September 5, 2025
I have been using LLMs (Claude and ChatGPT) for coding a lot, especially for my secondary languages (like Python).
I am fairly comfortable using them as a co-pilot: I design everything, solve smaller tasks with them, and then patch everything together.
Over the weekend, I did some vibe-coding, coupled with my old style of using LLMs, to create my professional website. I had tried doing something like this long back, but my lack of knowledge in HTML/CSS was holding me back. So I had a very basic WordPress page. Thanks to LLMs, I could easily create my website.

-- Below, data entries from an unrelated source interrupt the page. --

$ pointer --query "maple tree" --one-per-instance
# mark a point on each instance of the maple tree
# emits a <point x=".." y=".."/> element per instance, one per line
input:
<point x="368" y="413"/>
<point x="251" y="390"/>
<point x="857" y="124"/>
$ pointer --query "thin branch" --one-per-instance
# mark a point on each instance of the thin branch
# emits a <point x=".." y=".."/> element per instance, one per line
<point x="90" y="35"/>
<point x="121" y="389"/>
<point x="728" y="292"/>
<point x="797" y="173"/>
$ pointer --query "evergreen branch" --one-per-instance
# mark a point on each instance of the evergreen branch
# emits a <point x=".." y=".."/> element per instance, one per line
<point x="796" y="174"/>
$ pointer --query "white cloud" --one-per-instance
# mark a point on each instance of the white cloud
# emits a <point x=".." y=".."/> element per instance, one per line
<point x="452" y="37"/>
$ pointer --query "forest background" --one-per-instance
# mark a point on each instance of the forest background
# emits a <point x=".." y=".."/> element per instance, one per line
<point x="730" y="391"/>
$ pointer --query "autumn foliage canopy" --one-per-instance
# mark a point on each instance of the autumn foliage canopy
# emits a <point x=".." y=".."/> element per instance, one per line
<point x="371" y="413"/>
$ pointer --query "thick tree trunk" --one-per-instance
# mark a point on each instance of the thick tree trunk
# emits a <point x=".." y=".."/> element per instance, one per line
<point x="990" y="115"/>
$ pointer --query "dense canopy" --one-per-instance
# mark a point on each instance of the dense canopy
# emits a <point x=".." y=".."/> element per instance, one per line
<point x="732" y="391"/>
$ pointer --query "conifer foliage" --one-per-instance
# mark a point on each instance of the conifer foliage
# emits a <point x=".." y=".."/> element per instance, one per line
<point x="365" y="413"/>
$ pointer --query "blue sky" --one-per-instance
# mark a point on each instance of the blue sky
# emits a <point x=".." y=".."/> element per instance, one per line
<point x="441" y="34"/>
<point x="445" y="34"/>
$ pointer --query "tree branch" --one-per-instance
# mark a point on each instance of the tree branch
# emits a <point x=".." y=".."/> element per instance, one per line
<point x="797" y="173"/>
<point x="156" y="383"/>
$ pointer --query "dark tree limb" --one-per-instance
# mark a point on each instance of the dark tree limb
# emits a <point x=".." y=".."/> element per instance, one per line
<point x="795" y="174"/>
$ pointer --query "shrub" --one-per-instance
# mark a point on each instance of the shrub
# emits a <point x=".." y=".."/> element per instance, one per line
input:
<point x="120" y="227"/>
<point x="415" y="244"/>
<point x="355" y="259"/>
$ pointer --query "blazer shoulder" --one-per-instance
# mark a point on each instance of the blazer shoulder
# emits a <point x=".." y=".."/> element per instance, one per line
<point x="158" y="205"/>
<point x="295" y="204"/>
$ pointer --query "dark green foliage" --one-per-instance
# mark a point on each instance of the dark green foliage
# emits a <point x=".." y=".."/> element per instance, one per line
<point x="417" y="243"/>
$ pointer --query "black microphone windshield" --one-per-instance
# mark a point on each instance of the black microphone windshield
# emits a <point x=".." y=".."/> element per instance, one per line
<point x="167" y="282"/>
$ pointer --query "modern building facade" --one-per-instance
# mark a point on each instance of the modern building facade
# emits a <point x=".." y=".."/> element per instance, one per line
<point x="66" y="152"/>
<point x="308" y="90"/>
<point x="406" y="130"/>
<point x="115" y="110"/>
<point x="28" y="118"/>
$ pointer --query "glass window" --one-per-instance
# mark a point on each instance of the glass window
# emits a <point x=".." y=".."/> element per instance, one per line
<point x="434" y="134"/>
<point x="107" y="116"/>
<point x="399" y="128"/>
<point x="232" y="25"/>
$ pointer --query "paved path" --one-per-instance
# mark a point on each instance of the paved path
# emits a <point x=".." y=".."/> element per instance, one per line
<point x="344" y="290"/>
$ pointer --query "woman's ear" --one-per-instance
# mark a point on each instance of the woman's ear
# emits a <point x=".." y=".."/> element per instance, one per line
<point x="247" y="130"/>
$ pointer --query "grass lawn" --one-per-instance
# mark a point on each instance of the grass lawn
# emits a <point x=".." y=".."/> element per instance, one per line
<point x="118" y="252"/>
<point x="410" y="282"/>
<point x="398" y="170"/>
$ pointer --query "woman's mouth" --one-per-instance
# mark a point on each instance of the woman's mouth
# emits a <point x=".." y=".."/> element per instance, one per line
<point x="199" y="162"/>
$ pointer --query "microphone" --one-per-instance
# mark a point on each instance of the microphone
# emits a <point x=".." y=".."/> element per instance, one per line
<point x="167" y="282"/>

Here are some notes and observations:
I am not a software engineer in any shape or form. I just have a basic understanding because of my work, and that proved to be quite crucial in this whole exercise. The biggest hurdle I found while doing vibe-coding was that the code wasn’t modular enough most of the time. I had to give constant nudges like this:
And once prompted, it did a good job of modifying.
Be it vibe-coding or simple prompting, I never try to do multiple things in one go. I break down the bigger task into smaller buckets, then ask the LLM to perform those smaller tasks. In that way, things don’t break. It is also quite easy to write prompts, and the room for ambiguity reduces to a huge extent.
I don’t know if I have some kind of insecurity about it, or if it is just a generally good practice. Whenever I am building anything with the help of LLMs, I commit my code changes very frequently. That way, I don’t have to worry about ‘losing’ anything. Even if a new update is badly designed, I can just ignore it and stay with my older one.
It is not a very common thing, but it has happened to me when the output produced was quite subpar (both in vibe-coding and in general prompting). The model will often just not get it at all! The best thing at that point is to start over. If the project is small, you can just upload the files directly in a new chat. Or in the previous chat, just ask for a detailed documentation of what you have done, then paste it in a new chat, and start again.
If you have too many files, then probably something like Cursor or Codex might help more.
These have been my observations and experience so far. I’ll be experimenting more and plan to update this in 2–3 months. Curious to know: how has your experience been when coding with LLMs?